The question of transoceanic bombing is, as I have said, entirely different from that of air invasion. It is, of course, perfectly possible, today, to build bombing planes that could cross the ocean, drop several tons of bombs, and return to their starting point. Transoceanic bombing raids could do considerable damage on peacetime standards, but they would have very little effectiveness on wartime standards. The cost of transoceanic bombing would be extremely high, enemy losses would be large, and the effect on our military position negligible. Such bombing could not begin to prepare the way for an invasion of this continent. If England is able to live at all with bases of the German air force less than an hour's flight away, the United States is not in great danger across the Atlantic Ocean. Not only is such bombing ineffective theoretically, but from a practical standpoint it is interesting to note that not a single squadron of transoceanic bombing planes exists anywhere in the world today.

I have, up to this point, attempted to show that aviation strengthens the defensive position of America.

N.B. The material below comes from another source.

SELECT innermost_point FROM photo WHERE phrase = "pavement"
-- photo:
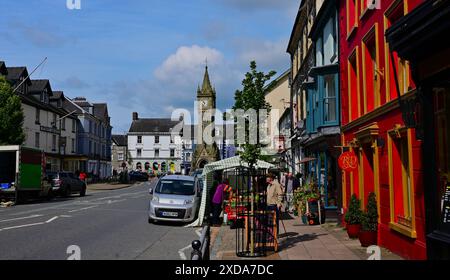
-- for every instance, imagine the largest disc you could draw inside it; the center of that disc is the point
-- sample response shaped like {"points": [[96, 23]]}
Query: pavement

First, because it is impossible for an enemy to invade this continent by means of aircraft alone; second, because transoceanic bombing is indecisive; third, because our own air force makes it more difficult than ever before for an enemy to approach our shores. However, I believe that we are faced with the reverse situation when we contemplate sending our military forces abroad. Almost every advantage we have in defense would be a disadvantage to us in attack. It would then be our problem to cross the sea in ships, and force a landing against the established air bases of our enemy:

If one studies the situation objectively, it becomes obvious that there are three great centers of air strength in the world today; the United States, Germany, and Japan. Up to the present time, we have led in the development of commercial aviation, Germany has led in the development of military aviation, and Japan has led in the development of aviation in the Orient.

Since Oriental aviation is far behind that of western nations, one might say that there are two great aviation powers: one in America, and one in Europe. Personally, I do not believe it is possible for either America or Europe to invade the other successfully by air, or even by a combination of air, land, and sea, unless an internal collapse precedes invasion. In this sense, aviation has added to America's security against Europe, and to Europe's security against America.